Twenty states still allow the practice in their public schools and according to statistics from the Center for Effective Discipline, 223,190 public school students were hit in 2008 as a form of discipline. So-called "spanking bans" for schools have been a contentious issue, especially among southern states.
While it may stop poor behavior in the short term, notes Alan Kazdin, a professor of psychology and child psychiatry at Yale University's Child Study Center, physical discipline, whether wielded by a parent or another authority figure, "fails to teach correct behavior in the long run."

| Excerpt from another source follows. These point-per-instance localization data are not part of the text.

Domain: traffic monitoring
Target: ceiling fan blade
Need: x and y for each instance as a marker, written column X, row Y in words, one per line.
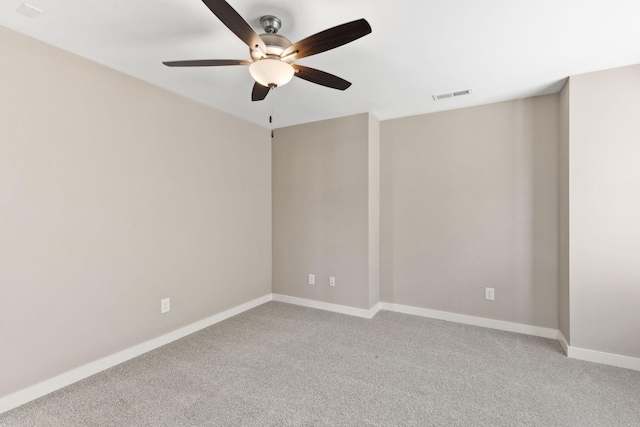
column 328, row 39
column 320, row 77
column 206, row 63
column 259, row 92
column 236, row 23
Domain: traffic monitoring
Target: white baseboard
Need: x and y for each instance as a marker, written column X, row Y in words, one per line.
column 604, row 358
column 501, row 325
column 563, row 343
column 38, row 390
column 45, row 387
column 342, row 309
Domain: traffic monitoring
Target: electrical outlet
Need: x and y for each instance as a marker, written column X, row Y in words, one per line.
column 165, row 305
column 489, row 294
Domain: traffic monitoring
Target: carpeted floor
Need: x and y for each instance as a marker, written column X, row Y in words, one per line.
column 280, row 364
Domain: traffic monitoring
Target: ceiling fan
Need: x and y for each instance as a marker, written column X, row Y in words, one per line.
column 273, row 56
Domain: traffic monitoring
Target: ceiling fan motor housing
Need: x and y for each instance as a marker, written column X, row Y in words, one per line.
column 276, row 44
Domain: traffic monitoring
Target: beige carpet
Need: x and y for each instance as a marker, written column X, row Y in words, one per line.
column 279, row 365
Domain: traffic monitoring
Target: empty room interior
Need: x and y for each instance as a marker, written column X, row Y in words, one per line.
column 452, row 240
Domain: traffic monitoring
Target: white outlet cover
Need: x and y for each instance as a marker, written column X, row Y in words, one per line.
column 165, row 305
column 489, row 294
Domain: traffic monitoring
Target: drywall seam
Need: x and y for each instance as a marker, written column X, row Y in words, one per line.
column 35, row 391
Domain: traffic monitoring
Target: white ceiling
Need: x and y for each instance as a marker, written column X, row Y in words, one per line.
column 501, row 49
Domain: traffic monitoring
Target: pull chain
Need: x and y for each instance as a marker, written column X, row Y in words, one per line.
column 271, row 108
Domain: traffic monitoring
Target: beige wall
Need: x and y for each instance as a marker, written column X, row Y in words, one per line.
column 320, row 210
column 605, row 210
column 469, row 200
column 113, row 195
column 564, row 300
column 374, row 210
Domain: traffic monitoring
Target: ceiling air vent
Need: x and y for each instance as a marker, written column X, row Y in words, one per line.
column 451, row 94
column 28, row 10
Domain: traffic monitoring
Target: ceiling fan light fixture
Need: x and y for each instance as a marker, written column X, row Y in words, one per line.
column 271, row 72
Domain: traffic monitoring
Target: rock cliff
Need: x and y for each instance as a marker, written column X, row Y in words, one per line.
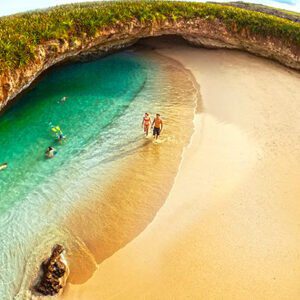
column 199, row 32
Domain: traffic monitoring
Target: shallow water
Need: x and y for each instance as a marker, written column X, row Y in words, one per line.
column 43, row 200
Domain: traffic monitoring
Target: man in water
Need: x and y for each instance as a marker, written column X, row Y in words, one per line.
column 146, row 123
column 50, row 152
column 158, row 126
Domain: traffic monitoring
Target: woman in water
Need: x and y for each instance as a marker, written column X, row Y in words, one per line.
column 146, row 123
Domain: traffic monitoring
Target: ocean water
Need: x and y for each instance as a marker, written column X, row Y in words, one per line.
column 90, row 195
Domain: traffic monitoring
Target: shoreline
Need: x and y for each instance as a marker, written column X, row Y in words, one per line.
column 104, row 216
column 228, row 228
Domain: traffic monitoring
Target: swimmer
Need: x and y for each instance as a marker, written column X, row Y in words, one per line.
column 60, row 137
column 157, row 126
column 50, row 152
column 3, row 166
column 146, row 123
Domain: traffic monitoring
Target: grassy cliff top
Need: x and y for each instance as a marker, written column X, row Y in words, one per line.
column 282, row 13
column 20, row 34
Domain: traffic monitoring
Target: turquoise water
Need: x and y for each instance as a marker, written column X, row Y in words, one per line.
column 32, row 187
column 97, row 93
column 101, row 119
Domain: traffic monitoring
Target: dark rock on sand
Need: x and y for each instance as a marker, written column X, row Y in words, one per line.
column 53, row 270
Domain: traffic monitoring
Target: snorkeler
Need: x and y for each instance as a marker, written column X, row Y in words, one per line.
column 58, row 133
column 50, row 152
column 60, row 137
column 3, row 166
column 146, row 123
column 158, row 126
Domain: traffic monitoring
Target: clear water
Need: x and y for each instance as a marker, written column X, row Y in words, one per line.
column 97, row 189
column 97, row 93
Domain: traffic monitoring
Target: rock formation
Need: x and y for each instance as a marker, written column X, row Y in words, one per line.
column 53, row 272
column 199, row 32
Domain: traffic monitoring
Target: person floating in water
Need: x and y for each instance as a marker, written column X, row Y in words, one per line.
column 146, row 123
column 3, row 166
column 58, row 132
column 50, row 152
column 157, row 126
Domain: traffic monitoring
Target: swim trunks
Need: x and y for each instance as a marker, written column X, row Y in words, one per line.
column 156, row 131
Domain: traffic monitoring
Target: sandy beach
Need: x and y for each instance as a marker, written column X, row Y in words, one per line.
column 230, row 227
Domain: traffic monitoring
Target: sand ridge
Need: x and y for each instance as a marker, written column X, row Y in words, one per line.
column 230, row 227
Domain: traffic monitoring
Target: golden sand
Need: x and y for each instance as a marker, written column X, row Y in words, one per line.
column 230, row 228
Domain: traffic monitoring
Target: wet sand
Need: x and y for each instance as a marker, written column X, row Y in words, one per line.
column 230, row 228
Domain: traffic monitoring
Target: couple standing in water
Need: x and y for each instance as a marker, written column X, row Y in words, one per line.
column 157, row 125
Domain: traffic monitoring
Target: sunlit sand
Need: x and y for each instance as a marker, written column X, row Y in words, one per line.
column 230, row 227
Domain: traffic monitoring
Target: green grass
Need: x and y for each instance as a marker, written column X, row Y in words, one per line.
column 21, row 34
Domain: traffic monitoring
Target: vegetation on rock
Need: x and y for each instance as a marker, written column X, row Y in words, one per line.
column 21, row 34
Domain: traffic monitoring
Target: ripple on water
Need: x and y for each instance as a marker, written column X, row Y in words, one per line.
column 102, row 192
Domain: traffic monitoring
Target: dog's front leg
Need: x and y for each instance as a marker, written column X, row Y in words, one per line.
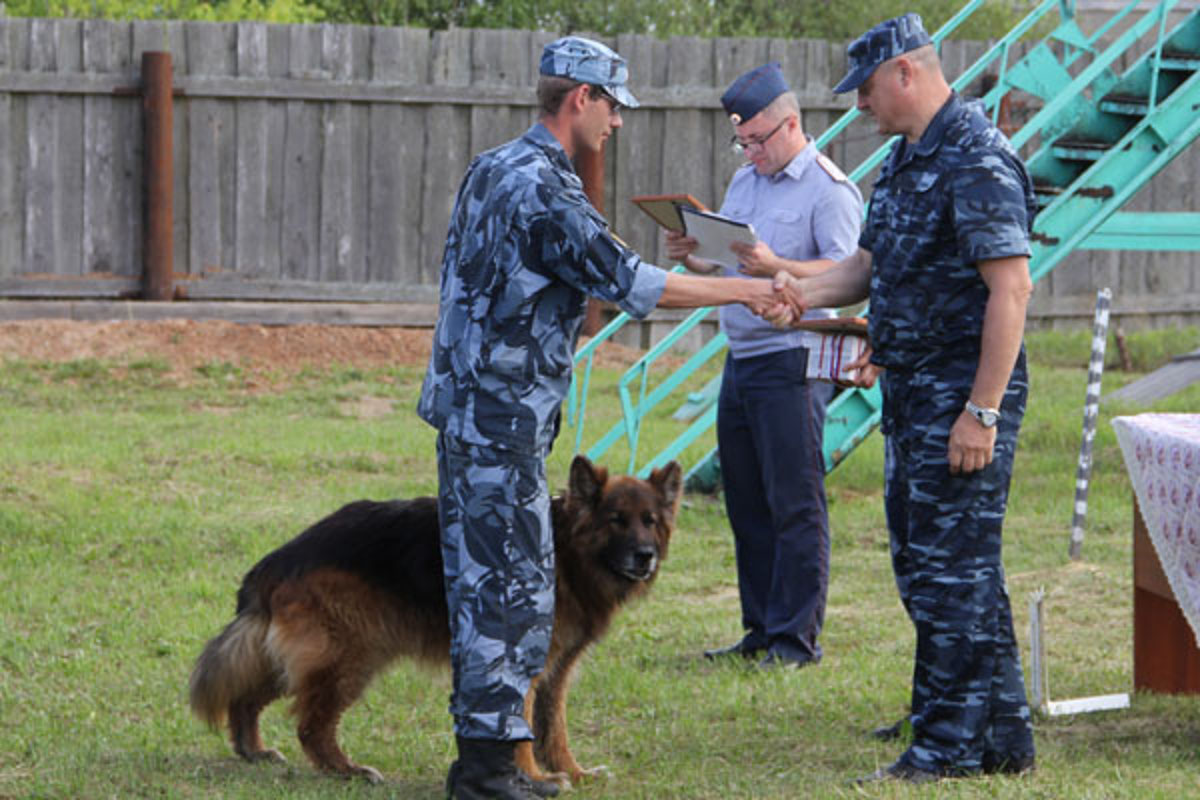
column 550, row 721
column 525, row 753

What's more, research tells us that moderate to heavy corporal punishment also brings with it several negative side effects, such as increased aggression, poor academic achievement, poor parent-child relations, and increased likelihood of mental health problems, Kazdin says.
Kazdin has seen the direct connection between parental violence and childhood aggression at his clinic.
"When one trains parents to stop using corporal punishment and use other techniques, child aggression decreases," he says. "We've seen that for 30 years."
Moreover, other forms of punishment can offer an opportunity for growth, Briggs says.
"I encourage parents to consider discipline as an opportunity for education -- to teach your child impulse control, understanding of cause and effect, and effective ways to manage difficult situations," she says.
"Thus, while the very occasional spank may be appropriate, I strongly suggest other methods."